A transition to a climate friendly economy is possible now
Members of the European Parliament will debate strategies against climate change this morning. Every week more and more young people go on climate strike because they do not accept that the measures taken by the European Union and its Member States are sufficient to limit global warming to 1.5 degrees, as agreed in the Paris climate targets.
The Greens/EFA group in the European Parliament had taken the initiative to invite a group of young activists to the European Parliament together with S&D and GUE. The resolution on the climate debate will be voted on Thursday, a day before global climate strikes and protests.

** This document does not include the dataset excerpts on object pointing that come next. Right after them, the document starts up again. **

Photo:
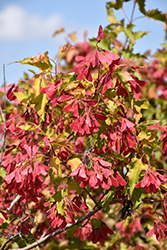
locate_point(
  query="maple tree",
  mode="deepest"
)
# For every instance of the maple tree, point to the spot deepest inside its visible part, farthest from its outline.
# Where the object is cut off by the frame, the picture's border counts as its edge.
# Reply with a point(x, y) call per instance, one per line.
point(84, 146)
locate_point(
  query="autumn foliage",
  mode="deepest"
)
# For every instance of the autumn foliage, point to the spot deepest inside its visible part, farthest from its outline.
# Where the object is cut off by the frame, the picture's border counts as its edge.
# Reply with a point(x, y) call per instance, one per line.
point(85, 155)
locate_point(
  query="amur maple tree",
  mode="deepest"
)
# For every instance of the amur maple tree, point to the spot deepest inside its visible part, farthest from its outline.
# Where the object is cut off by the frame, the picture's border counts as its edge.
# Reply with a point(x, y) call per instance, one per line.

Bas Eickhout, climate spokesperson of the Greens/EFA group and leading candidate of the European Greens for the European elections comments:
"More and more young people are getting tired of politicians that have nice words for them but don’t take action against climate change. In the last weeks of this parliamentary term we need to take bold steps to get serious on climate protection. We must raise our emission reduction targets to net zero by 2050, and beyond 55% by 2030. EU Member States must commit to strong reduction targets before the UN global climate summit in September.
"We can rapidly transition to a green economy and gain from the innovation, sustainable investment and jobs that it will bring. We have no excuses not to become the world's leader in transitioning our cities, economies, financial system and infrastructure to sustainable and green alternatives. The transport and agriculture sectors must play their part in the transition to climate-friendly economy.
"The EU and Member States must completely divest from fossil fuels and massively invest in sustainable transport, renewable energy and resource efficiency.
"Conservative MEPs in particular must stop consistently putting the lobby interests of the fossil fuels, finance and automotive industries before the needs of citizens and the planet. We have no time left to limit global warming to 1.5c, as proposed by the IPCC."